Mélissa
histoire Lesbienne posté le vendredi 29 juillet 2005 par Linfirmire
Mon instinct me dit qu’il va arriver quelque chose. À 20 heures, Mélissa vient me chercher en voiture. Elle est toujours à l’heure. Nous nous embrassons et je la regarde. Elle est superbe. Elle porte une robe de satin noir avec un décolleté plongeant et ses magnifiques boucles d’oreilles en diamants scintillent au milieu de ses longs cheveux auburn ondulés. Moi je porte une robe bleue. Ce n’est pas facile de s’habiller quand on est rouquine. Mais attention, je ne suis pas la rouquine anglo-saxonne avec un teint blanchâtre et le visage ravagé par des taches de rousseur. Non, je suis une très belle rouquine, que cela soit clair. Nous allons dans un restaurant chic et prenons toutes les deux des plats délicieux.
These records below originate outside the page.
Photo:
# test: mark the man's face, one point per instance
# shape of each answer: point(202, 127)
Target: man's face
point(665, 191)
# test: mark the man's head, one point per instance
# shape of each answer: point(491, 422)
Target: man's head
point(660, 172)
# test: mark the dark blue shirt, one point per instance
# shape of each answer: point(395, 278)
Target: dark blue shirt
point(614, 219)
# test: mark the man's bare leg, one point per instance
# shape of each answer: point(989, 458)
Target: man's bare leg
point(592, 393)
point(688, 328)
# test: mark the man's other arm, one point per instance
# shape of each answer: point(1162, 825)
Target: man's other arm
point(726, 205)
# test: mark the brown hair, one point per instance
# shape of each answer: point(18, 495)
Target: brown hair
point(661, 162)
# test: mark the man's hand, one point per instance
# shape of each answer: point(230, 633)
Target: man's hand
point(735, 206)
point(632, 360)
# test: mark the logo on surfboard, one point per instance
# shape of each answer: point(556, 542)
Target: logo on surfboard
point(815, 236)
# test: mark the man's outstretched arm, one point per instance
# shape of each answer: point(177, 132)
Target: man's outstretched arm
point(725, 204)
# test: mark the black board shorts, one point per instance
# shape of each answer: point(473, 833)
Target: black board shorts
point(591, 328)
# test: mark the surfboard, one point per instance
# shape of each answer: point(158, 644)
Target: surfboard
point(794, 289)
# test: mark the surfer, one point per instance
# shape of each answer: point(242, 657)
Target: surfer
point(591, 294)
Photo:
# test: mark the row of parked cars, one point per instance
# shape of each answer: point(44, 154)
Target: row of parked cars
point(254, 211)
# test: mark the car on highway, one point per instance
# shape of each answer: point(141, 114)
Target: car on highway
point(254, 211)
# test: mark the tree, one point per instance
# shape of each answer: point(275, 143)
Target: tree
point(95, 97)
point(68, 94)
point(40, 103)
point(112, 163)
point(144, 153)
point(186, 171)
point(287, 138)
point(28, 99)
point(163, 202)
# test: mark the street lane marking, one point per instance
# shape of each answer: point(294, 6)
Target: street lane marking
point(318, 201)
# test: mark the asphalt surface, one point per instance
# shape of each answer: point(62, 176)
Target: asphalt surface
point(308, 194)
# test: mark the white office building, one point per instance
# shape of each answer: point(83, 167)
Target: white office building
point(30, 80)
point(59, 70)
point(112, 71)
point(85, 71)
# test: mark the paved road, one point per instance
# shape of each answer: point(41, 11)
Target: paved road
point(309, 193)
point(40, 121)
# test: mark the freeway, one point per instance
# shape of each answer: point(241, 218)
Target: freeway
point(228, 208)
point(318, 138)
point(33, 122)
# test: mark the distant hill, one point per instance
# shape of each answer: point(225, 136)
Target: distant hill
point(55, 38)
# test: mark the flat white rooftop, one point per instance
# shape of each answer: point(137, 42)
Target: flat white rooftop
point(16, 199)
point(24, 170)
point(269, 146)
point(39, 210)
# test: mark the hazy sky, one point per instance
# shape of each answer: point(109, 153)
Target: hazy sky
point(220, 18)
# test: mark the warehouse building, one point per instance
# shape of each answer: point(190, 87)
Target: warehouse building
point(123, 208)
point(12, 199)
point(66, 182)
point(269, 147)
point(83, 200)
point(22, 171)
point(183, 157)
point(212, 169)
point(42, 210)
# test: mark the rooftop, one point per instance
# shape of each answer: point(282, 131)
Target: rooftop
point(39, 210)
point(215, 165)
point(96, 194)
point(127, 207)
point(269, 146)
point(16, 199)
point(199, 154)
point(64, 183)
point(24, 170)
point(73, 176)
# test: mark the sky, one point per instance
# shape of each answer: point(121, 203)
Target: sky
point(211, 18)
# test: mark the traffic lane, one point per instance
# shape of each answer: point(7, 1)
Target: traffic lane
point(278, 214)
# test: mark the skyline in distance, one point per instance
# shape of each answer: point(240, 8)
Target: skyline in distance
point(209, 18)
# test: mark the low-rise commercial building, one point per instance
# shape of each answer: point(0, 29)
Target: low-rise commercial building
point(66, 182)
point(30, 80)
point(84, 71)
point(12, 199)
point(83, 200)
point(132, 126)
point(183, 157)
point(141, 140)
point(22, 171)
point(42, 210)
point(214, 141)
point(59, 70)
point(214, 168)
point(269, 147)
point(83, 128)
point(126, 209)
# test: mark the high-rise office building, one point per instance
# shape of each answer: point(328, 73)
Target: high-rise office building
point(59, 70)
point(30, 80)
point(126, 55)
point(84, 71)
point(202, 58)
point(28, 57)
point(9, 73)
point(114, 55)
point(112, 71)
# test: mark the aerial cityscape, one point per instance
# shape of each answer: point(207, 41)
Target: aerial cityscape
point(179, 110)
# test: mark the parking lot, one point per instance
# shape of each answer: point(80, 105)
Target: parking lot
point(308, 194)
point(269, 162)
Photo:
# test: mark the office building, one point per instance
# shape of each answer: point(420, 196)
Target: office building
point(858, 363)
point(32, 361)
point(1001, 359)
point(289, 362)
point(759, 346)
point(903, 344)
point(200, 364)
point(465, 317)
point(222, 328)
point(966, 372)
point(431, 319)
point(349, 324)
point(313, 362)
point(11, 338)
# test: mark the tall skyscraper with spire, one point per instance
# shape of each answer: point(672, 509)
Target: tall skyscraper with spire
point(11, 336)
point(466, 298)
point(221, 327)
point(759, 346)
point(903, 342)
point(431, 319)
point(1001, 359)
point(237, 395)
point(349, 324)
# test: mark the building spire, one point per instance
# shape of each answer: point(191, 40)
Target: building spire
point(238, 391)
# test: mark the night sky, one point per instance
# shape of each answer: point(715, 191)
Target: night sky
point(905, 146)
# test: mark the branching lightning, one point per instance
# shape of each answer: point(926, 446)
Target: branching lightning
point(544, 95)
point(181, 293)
Pourtant, nous n’allons pas discuter de gastronomie mais de nos anciens maris. Je lui demande de façon indirecte ce qui a cloché avec son ex-mari. Elle me répond alors de façon très franche. Dire que je n’avais jamais osé le lui demander directement, préférant qu’elle me le dise de sa propre initiative. - Je n’étais pas attiré par lui au fond. J’étais attiré par d’autres personnes. Intriguée, je lui demande par qui elle était attirée. Etait-ce par quelqu’un que je connais ? Elle me répond en recrachant la fumée de sa cigarette : - J’étais plus attirée par les femmes. Pour une raison qui m’échappe sur le moment, cela ne me surprend pas vraiment. Aussi, je ne répond rien. - Ça ne te choque pas ? Je réponds que non. Après tout, malgré mon éducation catholique, j’ai toujours été assez ouverte d’esprit. J’ai plusieurs amis gays, ma meilleure amie peut bien être lesbienne. Mais si je ne suis pas choquée par cette révélation, je suis troublée car elle ne dissipe pas mes doutes, elle les intensifie. Nous n’abordons plus le sujet de toute la soirée. Comme elle conduit, je bois presque à moi toute seule la bouteille d’excellent vin rouge que nous avons commandée. Ensuite, Mélissa me ramène chez moi. Elle gare la voiture devant l’entrée et nous sortons toutes les deux. J’ai un peu de peine à respirer. Je me sens toute…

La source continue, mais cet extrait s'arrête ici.